The witness to this, in a letter to A. G. Hodges of April, 1864, is most explicit and unimpeachable. This letter is a transcript of a verbal conversation, is written by request, and is designed distinctly to make the testimony of his mortal lips everywhere accessible and permanent. Its major portion aims to give his former spoken words a simple repetition. Then he says:—"I add a word which was not in the verbal conversation." And upon this he appends a paragraph, as of something he could not restrain, the while he was conscious perfectly that what he was about to write was certain to be published and preserved among all men. In this letter, so doubly, so explicitly deliberate, he is defending his decree for unshackling the slave, by the plea, that only so could the Union be preserved. In the appended paragraph, he disclaims all compliment to his own sagacity, and accredits all direction and deliverance of the Nation's life, in that dark mortal crisis, to the hidden, reverend government of a kind and righteous God.

If any man desires to probe and understand the thoughtfulness of Lincoln's piety, let him place this doubly-pondered document and the last inaugural side by side, remembering discerningly the date of each, detecting how each conveys Lincoln's well-digested judgment of unparalleled events, and not forgetting that Lincoln foresaw how both those documents would be reviewed in generations to come. Here are signs assuredly that Lincoln's lowliness and reverence, his prayerfulness and trust, his steadfastness and gratitude towards God had been balanced and illumined beneath the livelong cogitations of an even, piercing eye. Pursuing and comparing every way the tangled, complex facts of history; the endless strifes of men; the broken lights in minds most sage; and the awful evidence, as the centuries evolve, that greed and scorn and hate and falsity lead to woe; his patient mind grows poised and clear in faith that a good and righteous God is sovereign eternally. The truth he grasped transcended centuries. His grasping faith transcends change.

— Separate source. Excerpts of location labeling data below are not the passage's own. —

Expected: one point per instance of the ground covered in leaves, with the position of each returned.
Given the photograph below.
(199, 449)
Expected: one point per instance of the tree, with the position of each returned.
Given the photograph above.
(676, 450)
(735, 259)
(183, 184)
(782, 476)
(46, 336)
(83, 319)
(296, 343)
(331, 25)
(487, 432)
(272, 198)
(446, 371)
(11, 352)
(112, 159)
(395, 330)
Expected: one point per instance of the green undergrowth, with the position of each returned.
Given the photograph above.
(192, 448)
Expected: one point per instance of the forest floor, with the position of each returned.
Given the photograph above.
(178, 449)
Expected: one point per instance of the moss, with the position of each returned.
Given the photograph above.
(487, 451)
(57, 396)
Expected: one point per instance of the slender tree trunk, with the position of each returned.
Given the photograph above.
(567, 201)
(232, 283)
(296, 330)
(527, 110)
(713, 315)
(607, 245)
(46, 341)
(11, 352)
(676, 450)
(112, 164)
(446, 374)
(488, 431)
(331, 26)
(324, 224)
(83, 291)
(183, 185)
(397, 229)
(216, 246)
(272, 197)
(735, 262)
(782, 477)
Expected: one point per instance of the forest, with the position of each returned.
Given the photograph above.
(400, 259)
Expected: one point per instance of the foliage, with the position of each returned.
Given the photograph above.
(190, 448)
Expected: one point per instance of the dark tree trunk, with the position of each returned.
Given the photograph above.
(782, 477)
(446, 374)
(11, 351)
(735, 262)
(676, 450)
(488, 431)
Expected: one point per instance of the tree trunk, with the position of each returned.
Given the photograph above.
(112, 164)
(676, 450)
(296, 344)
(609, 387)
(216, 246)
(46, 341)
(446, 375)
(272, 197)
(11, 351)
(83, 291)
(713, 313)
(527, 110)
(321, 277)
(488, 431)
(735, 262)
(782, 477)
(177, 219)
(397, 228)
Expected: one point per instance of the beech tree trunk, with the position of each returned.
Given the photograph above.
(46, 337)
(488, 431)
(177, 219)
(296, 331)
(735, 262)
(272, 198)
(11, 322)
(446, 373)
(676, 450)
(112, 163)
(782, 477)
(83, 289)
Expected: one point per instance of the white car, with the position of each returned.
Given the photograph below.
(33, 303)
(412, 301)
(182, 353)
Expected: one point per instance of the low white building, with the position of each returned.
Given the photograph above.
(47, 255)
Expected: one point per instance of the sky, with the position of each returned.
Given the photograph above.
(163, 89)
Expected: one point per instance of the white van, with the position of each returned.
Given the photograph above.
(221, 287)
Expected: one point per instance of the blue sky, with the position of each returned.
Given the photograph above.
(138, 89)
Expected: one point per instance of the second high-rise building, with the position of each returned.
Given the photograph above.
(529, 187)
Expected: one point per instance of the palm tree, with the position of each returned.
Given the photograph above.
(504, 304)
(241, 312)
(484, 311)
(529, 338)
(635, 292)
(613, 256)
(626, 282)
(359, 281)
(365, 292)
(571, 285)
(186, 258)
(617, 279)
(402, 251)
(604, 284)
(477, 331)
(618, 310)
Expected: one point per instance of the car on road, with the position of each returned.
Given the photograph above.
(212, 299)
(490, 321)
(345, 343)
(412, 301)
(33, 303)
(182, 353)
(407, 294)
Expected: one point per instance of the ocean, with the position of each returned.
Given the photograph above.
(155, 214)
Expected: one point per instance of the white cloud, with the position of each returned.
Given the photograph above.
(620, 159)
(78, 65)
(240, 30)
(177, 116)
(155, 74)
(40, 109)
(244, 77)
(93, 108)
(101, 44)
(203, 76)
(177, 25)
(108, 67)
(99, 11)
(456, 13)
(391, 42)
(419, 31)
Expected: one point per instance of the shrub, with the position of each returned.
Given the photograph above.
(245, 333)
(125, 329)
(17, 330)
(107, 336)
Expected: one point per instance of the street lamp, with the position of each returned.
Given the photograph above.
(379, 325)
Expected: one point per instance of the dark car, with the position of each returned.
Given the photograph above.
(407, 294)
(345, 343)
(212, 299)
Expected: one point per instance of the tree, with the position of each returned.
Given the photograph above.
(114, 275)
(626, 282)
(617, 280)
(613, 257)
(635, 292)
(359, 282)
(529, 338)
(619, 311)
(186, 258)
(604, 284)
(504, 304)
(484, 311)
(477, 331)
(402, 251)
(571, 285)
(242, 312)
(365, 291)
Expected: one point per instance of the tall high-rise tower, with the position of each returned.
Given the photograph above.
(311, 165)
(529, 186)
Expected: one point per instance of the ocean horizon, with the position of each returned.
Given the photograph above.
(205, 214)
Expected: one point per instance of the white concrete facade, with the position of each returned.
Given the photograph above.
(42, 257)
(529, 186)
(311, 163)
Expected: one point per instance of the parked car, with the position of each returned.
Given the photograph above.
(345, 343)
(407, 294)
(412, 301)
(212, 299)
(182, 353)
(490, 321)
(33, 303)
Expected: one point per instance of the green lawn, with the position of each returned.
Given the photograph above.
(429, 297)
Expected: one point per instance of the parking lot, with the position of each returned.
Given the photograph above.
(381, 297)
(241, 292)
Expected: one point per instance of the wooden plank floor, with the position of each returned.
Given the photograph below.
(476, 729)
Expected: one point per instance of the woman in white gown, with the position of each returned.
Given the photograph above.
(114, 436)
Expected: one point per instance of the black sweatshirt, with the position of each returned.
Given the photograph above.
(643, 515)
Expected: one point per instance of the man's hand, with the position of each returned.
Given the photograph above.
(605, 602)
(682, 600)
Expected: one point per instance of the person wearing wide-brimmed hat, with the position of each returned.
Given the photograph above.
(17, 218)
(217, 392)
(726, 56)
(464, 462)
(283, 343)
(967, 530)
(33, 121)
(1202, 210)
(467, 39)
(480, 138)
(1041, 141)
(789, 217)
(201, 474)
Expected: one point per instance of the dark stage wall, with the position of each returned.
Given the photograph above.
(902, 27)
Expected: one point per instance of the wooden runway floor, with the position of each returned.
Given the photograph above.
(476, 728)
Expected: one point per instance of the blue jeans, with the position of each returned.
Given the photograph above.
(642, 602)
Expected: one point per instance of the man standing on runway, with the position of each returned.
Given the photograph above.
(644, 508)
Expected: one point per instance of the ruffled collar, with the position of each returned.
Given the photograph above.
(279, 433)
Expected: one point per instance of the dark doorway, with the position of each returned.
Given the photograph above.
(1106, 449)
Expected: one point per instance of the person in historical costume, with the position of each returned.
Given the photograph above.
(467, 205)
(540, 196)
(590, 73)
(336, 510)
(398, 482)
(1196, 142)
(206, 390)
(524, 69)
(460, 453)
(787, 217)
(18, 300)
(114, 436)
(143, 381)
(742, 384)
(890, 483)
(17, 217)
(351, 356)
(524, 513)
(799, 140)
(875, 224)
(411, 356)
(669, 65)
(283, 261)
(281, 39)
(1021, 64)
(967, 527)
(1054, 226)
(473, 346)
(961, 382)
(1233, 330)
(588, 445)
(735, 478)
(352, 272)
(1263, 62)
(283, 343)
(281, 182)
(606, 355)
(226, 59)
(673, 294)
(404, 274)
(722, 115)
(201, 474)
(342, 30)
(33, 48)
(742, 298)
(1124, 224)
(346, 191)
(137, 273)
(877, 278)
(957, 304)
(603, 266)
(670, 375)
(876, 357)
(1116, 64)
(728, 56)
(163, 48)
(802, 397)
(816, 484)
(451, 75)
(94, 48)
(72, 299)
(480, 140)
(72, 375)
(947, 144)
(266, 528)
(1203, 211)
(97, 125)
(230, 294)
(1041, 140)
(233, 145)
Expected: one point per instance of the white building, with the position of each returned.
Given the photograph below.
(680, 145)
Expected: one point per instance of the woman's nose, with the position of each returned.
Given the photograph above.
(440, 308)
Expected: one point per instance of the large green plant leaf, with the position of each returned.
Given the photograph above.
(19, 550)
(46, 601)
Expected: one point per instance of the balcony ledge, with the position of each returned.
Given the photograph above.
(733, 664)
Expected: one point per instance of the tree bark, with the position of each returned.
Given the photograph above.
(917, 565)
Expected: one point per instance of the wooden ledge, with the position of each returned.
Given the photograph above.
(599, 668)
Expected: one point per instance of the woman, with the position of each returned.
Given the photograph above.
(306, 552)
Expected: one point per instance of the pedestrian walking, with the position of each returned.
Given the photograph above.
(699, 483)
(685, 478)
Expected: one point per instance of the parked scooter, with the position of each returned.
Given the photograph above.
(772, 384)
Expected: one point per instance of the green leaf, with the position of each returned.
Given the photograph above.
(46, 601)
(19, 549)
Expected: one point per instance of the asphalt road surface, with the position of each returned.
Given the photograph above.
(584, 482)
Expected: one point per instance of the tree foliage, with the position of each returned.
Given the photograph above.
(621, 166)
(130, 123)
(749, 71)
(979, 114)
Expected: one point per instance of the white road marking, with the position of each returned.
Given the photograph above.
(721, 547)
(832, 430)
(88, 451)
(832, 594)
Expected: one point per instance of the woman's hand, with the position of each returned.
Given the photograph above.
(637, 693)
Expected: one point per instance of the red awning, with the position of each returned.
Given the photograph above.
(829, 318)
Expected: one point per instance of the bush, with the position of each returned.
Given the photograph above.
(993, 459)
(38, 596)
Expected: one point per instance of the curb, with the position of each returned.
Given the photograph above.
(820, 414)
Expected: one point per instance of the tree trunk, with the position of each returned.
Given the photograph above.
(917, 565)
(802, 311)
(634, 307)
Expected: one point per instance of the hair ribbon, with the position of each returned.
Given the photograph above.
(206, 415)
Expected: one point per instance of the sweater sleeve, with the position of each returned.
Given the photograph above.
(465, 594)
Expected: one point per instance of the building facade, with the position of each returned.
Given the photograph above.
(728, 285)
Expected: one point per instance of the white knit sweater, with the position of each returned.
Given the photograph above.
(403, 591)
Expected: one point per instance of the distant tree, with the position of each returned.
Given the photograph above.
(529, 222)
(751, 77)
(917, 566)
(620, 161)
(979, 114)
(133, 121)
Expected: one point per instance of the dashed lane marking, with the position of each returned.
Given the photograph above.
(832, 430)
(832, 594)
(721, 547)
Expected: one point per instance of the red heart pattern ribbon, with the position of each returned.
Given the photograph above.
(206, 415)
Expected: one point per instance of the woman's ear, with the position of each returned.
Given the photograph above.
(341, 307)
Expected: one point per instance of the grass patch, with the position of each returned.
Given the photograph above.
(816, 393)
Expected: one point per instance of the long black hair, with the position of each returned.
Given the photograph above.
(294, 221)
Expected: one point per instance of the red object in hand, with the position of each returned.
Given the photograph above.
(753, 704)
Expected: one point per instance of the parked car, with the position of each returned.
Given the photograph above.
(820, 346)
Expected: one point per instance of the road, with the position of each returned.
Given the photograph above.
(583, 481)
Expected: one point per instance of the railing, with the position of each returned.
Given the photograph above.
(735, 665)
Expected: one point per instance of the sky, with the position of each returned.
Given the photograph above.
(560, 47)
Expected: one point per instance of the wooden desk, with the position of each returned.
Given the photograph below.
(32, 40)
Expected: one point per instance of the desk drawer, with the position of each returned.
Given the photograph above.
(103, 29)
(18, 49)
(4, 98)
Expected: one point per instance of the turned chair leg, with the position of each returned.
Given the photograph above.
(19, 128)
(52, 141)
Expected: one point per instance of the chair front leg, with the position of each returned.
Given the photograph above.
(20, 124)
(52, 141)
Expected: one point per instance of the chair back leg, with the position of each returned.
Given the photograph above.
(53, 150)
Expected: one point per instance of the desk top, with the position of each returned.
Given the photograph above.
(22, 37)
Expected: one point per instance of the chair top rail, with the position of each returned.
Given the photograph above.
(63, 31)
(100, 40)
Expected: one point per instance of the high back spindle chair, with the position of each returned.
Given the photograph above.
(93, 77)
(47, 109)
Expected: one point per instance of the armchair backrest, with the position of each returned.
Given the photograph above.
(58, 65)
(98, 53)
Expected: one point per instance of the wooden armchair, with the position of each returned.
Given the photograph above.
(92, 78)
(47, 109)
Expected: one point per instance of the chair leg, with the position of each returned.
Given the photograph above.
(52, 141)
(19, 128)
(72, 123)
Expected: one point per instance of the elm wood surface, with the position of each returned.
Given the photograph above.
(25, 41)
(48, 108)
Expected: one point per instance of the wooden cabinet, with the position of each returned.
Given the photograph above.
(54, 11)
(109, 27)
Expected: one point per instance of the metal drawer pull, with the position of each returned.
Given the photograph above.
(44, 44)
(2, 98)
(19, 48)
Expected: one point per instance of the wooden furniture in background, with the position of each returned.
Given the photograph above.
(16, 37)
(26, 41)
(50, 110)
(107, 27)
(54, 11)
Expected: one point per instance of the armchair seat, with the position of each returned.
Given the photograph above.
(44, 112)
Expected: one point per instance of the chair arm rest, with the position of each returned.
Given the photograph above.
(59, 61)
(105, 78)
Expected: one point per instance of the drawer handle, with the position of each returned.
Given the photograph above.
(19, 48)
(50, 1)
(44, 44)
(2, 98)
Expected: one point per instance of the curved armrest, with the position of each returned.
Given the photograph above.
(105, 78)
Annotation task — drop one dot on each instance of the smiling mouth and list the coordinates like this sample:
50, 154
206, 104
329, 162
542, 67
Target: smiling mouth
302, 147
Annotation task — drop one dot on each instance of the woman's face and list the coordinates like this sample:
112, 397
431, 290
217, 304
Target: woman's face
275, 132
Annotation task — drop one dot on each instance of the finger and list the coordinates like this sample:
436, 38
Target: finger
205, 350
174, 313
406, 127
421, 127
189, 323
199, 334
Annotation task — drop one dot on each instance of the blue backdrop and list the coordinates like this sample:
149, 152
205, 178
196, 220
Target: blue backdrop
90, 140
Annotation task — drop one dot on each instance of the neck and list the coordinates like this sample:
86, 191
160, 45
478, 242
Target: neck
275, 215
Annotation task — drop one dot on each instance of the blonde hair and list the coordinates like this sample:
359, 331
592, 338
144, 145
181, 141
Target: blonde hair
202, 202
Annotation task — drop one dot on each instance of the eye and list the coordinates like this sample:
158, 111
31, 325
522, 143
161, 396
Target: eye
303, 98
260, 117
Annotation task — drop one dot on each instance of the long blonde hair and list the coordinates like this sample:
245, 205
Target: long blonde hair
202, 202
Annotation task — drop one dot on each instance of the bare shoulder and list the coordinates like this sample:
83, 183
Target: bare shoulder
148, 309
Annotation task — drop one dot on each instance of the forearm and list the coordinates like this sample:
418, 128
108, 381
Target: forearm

But Lincoln's piety was not alone deep-rooted and deliberate, the ripened growth of mixed and manifold experience. It was heroic. It was the mainspring and the inspiration of a splendid bravery. This is finely shown in the early autumn of 1864. On September 4 of that year he wrote a letter to Mrs. Gurney, a Quakeress. This letter bears a most curious and intimate resemblance to the central substance of the last inaugural. It witnesses to his earnest research after the hidden ways of God.

Within this search he sees some settled certainties. He sees that he and all men are prone to fail, when they strive to perceive what God intends. Into such an error touching the period of the war all had fallen. God's rule had overborne men's hopes. God's wisdom and men's error therein would yet be acknowledged by all. Men, though prone to err, if they but earnestly work and humbly trust in deference to God, will therein still conduce to God's great ends. So with the war. It was a commotion transcending any power of men to make or stay. But in God's design it contained some noble boon. And then he closes, as he began, with a tender intimation of his reverent trust in prayer. The whole is comprehended within this single central sentence, a sentence which involves and comprehends as well the total measure of the last inaugural:—"The purposes of the Almighty are perfect, and must prevail, though we erring mortals may fail to accurately perceive them in advance."